Runaway Toyota

Runaway Toyota

Terrifying moments were caught on police radio as a panicked motorist tries to stop his runaway Toyota.

"I'm thinking of just putting a patrol car in front of him and trying to stop him," said the highway patrol officer.

The 61-year-old man was driving down the freeway outside San Diego. He had just sped up to pass another vehicle when he says his Prius began accelerating on its own. He found himself barreling down the highway at speeds up to 94 miles an hour. He says he did everything he could to stop the car, but nothing worked.

The driver, James Sikes, said, "I was standing on the brake pedal."

Sikes described to INSIDE EDITION's Jim Moret his desperate attempts as he tried to bring his 2008 Toyota Prius to a halt Monday afternoon.

"Somehow it was stuck. I don't know. Somehow the peddal was stuck," said Sikes.

He frantically called 911. California highway patrol officer Todd Neibert was the first to reach him.

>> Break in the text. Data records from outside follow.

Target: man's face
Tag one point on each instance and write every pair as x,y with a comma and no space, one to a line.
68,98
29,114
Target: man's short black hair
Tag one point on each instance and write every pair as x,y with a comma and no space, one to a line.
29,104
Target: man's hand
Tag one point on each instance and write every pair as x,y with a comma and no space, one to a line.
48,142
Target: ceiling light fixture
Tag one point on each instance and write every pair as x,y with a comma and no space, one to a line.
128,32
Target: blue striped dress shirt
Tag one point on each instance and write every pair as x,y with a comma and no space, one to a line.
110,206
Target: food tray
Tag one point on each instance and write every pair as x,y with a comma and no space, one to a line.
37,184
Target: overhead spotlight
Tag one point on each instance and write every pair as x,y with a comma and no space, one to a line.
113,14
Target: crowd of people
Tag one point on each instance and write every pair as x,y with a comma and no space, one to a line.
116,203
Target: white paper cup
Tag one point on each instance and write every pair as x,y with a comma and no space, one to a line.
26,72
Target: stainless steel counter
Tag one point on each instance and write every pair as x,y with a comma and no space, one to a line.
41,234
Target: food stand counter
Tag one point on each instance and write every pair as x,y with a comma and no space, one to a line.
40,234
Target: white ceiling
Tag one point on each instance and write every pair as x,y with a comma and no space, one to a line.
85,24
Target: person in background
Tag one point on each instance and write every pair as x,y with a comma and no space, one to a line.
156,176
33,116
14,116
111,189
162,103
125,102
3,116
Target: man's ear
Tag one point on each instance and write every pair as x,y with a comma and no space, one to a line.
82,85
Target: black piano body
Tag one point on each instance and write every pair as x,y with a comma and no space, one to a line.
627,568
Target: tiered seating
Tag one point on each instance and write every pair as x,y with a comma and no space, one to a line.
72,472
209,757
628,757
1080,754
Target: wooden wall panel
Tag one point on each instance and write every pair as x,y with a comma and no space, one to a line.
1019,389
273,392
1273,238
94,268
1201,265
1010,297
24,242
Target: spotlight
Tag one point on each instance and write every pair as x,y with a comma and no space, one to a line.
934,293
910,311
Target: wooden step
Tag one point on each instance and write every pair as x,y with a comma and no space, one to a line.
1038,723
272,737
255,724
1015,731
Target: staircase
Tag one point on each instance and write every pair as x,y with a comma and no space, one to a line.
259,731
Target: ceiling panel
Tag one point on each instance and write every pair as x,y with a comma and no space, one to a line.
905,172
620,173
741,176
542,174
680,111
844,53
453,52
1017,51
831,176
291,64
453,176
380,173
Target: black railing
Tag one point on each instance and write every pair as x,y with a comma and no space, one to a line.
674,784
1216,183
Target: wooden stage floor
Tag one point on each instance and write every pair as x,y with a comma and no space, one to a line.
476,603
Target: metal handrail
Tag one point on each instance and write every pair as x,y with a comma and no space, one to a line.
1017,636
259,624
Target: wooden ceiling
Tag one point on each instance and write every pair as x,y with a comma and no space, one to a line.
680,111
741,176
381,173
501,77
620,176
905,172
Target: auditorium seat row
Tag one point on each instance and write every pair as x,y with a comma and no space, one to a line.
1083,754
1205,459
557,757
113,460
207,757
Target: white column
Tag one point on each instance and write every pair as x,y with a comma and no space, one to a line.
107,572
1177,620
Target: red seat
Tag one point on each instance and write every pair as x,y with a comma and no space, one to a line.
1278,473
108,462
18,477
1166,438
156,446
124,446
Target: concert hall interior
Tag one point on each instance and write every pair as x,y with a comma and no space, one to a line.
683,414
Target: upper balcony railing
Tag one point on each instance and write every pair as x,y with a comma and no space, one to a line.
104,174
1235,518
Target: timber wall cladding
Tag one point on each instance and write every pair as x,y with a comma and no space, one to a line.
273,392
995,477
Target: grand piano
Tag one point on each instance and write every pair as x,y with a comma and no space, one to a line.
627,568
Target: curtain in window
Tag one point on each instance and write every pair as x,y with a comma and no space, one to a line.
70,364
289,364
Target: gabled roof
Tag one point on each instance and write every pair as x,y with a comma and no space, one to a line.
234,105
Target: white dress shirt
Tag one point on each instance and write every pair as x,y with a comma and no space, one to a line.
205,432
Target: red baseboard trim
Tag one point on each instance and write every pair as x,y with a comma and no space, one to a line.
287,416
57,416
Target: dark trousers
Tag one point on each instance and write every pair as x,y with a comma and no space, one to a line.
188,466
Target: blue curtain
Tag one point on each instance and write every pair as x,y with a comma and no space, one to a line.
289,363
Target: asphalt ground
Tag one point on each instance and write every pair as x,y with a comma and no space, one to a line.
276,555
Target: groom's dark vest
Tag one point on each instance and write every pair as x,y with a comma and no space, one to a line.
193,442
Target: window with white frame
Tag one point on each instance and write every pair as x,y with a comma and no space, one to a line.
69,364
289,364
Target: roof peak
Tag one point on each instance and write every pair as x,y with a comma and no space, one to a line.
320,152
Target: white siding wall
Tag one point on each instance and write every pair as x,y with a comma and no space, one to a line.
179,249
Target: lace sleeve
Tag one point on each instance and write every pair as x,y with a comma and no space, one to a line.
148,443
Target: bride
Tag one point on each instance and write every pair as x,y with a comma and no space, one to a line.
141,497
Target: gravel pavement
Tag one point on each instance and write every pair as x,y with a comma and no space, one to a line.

"When was getting up to the car, when I saw him, I could smell his brakes. I saw his brake lights coming on. So my next idea was I need to get up along side him and use my public address system and try to talk to him," said officer Neibert.

The driver applied both his foot brake and emergency brake. The cop swung his patrol car in front of the Toyota and finally managed to slow it down.

"I got down to about 55 miles per hour and I pushed the button to shut it off, and it didn't shut off so I did it a couple more times and it did shut down. It kind of rolled to a stop until I bumped into the back of his car," explained Sikes.

Sikes says he received a recall notice for his 2008 Prius two weeks ago, but when he brought it to a dealer, he says they told him it wasn't on the recall list and turned him away. He returned the car to the dealership today.

It's the latest black eye for Toyota, which just hours earlier Monday launched a new PR campaign to reassure drivers about Toyota safety.

A Toyota representative said, "We have found no sign that electronics have anything to do with unintended acceleration."

Toyota now says it is dispatching a technical specialist to San Diego to investigate this latest terrifying incident. It happened just a few miles from where four members of a family were killed last year when their Lexus couldn't stop at 120 miles per hour, then crashed through a guardrail and burst into flames.

The driver of the family killed last year exclaimed in his frantic 911 call, "We're going 120! We're in trouble! There's no brakes! We're approaching the intersection! Hold on. Pray. Pray."

Toyota's president Akio Toyoda apologized last month to the Saylor family at a congressional hearing.

Now this shaken driver says Toyota has more explaining to do to him.

"I won't drive that car again. Period."

Toyota told us the car was on their recall list and they are investigating why the driver was turned away from the dealership.